Browse to C:\Program Files\SDelete.

  1. Click OK three times to close all open windows and save your changes.

Run sdelete64 at the Command Prompt, regardless of your current directory.

Next, we look at how to use sdelete64 to securely delete files.

Using SDelete from the command line

Like many system commands, SDelete is designed to be used from the Windows command line. The following steps describe how to open a Windows Command Prompt and run SDelete commands.

  1. Open the Start menu. Open Windows System, and click Command Prompt.

Open the Start menu, open Windows System, and click Command Prompt.

  1. Change to the directory which contains the file you want to delete. For instance, in this example, we're deleting a file called back.png, which is in a folder on our desktop, in a folder called Personal check. Right now, our current directory is our home directory, C:\Users\username\. So, run cd desktop to change to the desktop directory, then cd "Personal check" to change to the "Personal check" directory. We use quotation marks to preserve the space in "Personal check."
cd desktop
cd "Personal check"

Use the cd command to change to the folder containing the files you want to delete.

  1. To view the files in the current directory, run the dir command.
dir

Run the dir command to view a list of the files at this location.

  1. The file to delete is back.jpg, a photograph of the back of a canceled check. To securely delete it, run the command sdelete64 /p 5 back.png.
sdelete64 /p 5 back.png

Example sdelete command.

Here, sdelete64 is the name of the exe file. /p 5 is an option that tells SDelete to make 5 passes over the data, writing random characters over our data five times. This number can be any number you want. For example, 1 pass is perfectly fine, and 3 is considered secure.

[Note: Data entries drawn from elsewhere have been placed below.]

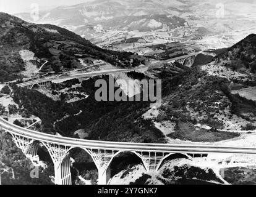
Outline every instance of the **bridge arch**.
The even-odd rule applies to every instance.
[[[145,162],[143,158],[141,156],[140,154],[134,151],[119,151],[118,152],[117,152],[113,156],[112,158],[110,159],[108,164],[106,166],[106,168],[105,169],[105,171],[106,172],[106,174],[108,174],[108,177],[107,178],[107,183],[108,183],[110,179],[114,176],[113,175],[113,173],[111,173],[111,164],[113,164],[113,161],[114,161],[114,159],[118,159],[119,156],[122,156],[122,154],[126,154],[126,153],[131,155],[129,155],[128,157],[132,156],[134,158],[137,159],[137,162],[136,162],[136,160],[134,160],[134,159],[131,160],[131,161],[135,161],[135,162],[130,163],[130,164],[135,164],[135,163],[137,163],[137,164],[141,163],[145,169],[147,171],[148,171],[148,169],[146,167],[147,163]],[[125,163],[126,163],[126,164],[129,164],[129,163],[125,162]]]
[[[41,86],[39,84],[34,84],[31,87],[30,89],[33,90],[39,90],[41,89]]]
[[[161,160],[161,161],[159,163],[158,166],[156,167],[156,170],[158,171],[161,167],[163,166],[163,165],[164,164],[164,162],[168,161],[169,160],[174,159],[176,158],[187,158],[190,160],[192,160],[193,158],[187,155],[187,153],[171,153],[167,155],[166,155],[163,159]]]

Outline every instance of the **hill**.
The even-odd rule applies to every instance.
[[[131,53],[102,49],[66,29],[27,23],[4,13],[0,13],[0,44],[2,82],[39,71],[58,73],[83,68],[81,55],[122,67],[130,66],[135,58]]]

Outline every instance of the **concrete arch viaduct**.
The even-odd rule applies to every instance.
[[[215,153],[256,154],[254,147],[216,147],[202,145],[155,144],[82,140],[41,133],[20,127],[0,118],[1,128],[11,134],[16,145],[28,158],[36,155],[39,143],[45,146],[54,165],[55,183],[71,184],[70,152],[75,148],[86,151],[98,171],[98,184],[107,184],[109,166],[122,152],[132,152],[139,157],[147,171],[158,171],[164,159],[180,153],[192,159],[196,155]]]
[[[157,65],[158,63],[161,63],[161,62],[177,62],[181,63],[181,65],[186,65],[188,67],[190,67],[195,60],[195,58],[197,56],[198,53],[197,54],[192,54],[190,55],[186,55],[183,56],[180,56],[178,57],[173,58],[169,60],[166,60],[164,61],[158,61],[156,63],[152,63],[150,65],[143,65],[134,68],[129,68],[129,69],[113,69],[106,71],[94,71],[90,73],[81,73],[81,74],[77,74],[73,75],[69,75],[69,76],[64,76],[61,77],[51,77],[44,79],[40,79],[37,80],[33,80],[30,81],[26,81],[20,84],[17,84],[17,86],[25,87],[28,89],[32,89],[33,87],[38,86],[39,88],[42,88],[43,87],[47,87],[49,86],[51,82],[53,81],[62,81],[63,80],[68,80],[75,78],[87,78],[87,77],[92,77],[96,76],[99,75],[103,75],[103,74],[115,74],[115,73],[128,73],[132,71],[136,71],[140,70],[142,69],[147,68],[150,66],[154,66]]]

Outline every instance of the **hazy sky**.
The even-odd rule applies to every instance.
[[[30,10],[32,4],[38,4],[44,9],[64,5],[74,5],[90,0],[0,0],[0,12],[15,14]],[[91,0],[92,1],[92,0]]]

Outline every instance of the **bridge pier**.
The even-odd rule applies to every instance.
[[[72,185],[69,154],[59,163],[54,162],[54,182],[56,185]]]
[[[53,159],[54,166],[56,185],[71,185],[70,157],[69,153],[70,147],[43,142]]]
[[[111,177],[111,169],[101,169],[98,171],[98,185],[108,185]]]

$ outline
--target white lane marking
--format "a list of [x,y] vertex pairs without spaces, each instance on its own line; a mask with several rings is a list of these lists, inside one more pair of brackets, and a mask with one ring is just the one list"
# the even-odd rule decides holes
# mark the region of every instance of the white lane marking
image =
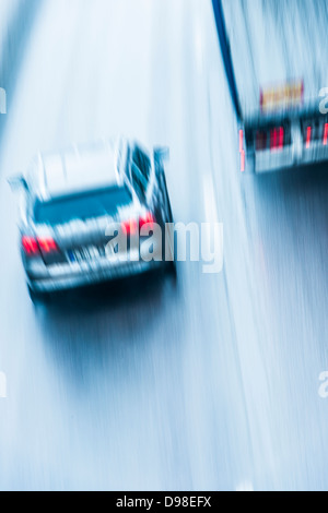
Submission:
[[203,177],[203,201],[206,220],[208,223],[219,223],[218,207],[214,195],[214,183],[210,174],[206,174]]
[[254,491],[254,486],[250,481],[243,481],[237,486],[236,491]]

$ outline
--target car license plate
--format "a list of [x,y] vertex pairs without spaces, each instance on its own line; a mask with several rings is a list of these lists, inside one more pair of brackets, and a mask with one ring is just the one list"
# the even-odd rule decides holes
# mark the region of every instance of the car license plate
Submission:
[[89,246],[86,248],[79,248],[69,251],[70,262],[87,262],[90,260],[99,258],[99,249],[96,246]]

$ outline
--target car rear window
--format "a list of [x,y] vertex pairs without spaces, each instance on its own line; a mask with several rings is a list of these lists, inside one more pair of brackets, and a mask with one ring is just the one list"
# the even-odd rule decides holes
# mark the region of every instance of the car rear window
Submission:
[[59,225],[74,219],[90,219],[114,215],[121,206],[129,205],[132,195],[126,187],[112,187],[69,196],[56,198],[34,205],[34,219],[39,224]]

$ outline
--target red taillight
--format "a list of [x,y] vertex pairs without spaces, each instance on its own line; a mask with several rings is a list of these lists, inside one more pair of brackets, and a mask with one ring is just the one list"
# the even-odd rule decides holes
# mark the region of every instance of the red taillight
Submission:
[[145,215],[143,215],[142,217],[140,217],[139,219],[139,226],[140,228],[143,226],[143,225],[151,225],[151,228],[153,228],[155,224],[155,217],[153,216],[153,214],[151,212],[148,212]]
[[312,135],[312,128],[311,128],[311,127],[307,127],[307,129],[306,129],[306,144],[305,144],[305,147],[306,147],[306,148],[309,147],[311,135]]
[[324,130],[324,145],[327,146],[328,142],[328,123],[325,123],[325,130]]
[[24,235],[22,237],[22,247],[23,247],[24,252],[28,254],[28,256],[33,256],[39,253],[39,248],[34,237],[27,237]]
[[121,224],[121,229],[122,232],[126,235],[134,235],[137,234],[137,220],[136,219],[129,219],[125,220]]
[[58,246],[51,237],[38,237],[36,240],[43,253],[54,253],[58,251]]
[[284,140],[283,127],[270,130],[270,150],[282,150]]

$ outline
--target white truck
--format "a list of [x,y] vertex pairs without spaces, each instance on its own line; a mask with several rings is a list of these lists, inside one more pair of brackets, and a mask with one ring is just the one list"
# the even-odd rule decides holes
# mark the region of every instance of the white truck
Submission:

  1. If this is your first time running SDelete, you're asked to accept the license terms. Read the terms, then click Agree to accept and run the program.

Click Agree to accept the software license and run the command.

  1. After you click Agree, the command runs, and your file is securely deleted.

Command output

Is it possible to use SDelete on an entire directory?

SDelete has an option, /s (or /r), which is supposed to delete an entire directory and everything it contains, including sub-directories. As of 2023, however, this function does not work correctly, a known bug in the program. The prevailing conclusion is that Microsoft does not want this function to work properly, and has never gotten around to fixing it. In any case, until this bug is fixed, it is not possible to recursively delete directories with SDelete.

However, wildcards still work to delete every file in a single directory using an asterisk ("*") for the file name. For example, in the command above, only one file was deleted. Instead, running sdelete64 /p 5 * deletes both files in one command.

sdelete64 /p 5 *

Use the asterisk wildcard to run SDelete on all files in a directory.

A note about file names

Although SDelete removes the data stored in your files, it does not overwrite the file names. So, be aware that although a third-party cannot view the data removed with SDelete, the file names may still be recoverable from a low-level analysis your file system.